The aim of precision medicine-a term derided by some healthcare stakeholders as sounding more like marketing hype than science-is to develop more accurate diagnostic tools and therapies to help predict what will work best for the individual instead of using a one-size-fits-all approach.
Related:BLOG: Genetic counseling helps patients make informed decisions
That means not only performing genetic profiling to help treat cancers and other conditions, but also combining molecular information with environmental, behavioral and other data. Then comes interpretation and finding ways to overcome logistical and cost challenges-and handling issues ranging from patient privacy and consent to coding, electronic health records (EHRs) and coverage-to create a framework that allows its integration into healthcare delivery.

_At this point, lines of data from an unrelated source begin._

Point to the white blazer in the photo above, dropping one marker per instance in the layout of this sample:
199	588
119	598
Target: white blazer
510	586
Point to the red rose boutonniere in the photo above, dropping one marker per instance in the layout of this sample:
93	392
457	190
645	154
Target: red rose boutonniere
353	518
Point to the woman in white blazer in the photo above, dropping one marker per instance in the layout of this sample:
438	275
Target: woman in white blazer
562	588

“I think it’s a real challenge for managed healthcare,” says Michael Millenson, president of Health Quality Advisors LLC and adjunct associate professor of medicine at Northwestern University. “In some cases, this can be curative of very deadly diseases, and how do you say, ‘We won’t pay for this’? [But] those who pay for care have to understand how to make decisions and build the infrastructure as well.”

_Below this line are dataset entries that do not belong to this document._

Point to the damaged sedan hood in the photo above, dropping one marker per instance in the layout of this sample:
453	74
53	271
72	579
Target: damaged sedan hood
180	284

By building the infrastructure, such technology can be used to its fullest potential, Millenson says, adding, “And because it’s so expensive, that makes it even more important.” He notes that genetic testing is like any other clinical intervention: “It can be wonderful or not as effective as we hoped.”
NEXT: Promising developments for some patients
Despite declining costs for analyzing a person’s genes, the cost of specialty therapies targeting specific genes or mutations is “high and climbing higher,” according to a New York Times story on April 27. It is a paradox that the Obama administration, even as it supports precision medicine, is trying to manage specialty medicine costs by seeking congressional permission for Medicare to negotiate prices with drug companies, the story said, quoting a Memorial Sloan Kettering Cancer Center official who said it “would be unfortunate if we make scientific progress and then price patients out of the drugs we develop through that progress.”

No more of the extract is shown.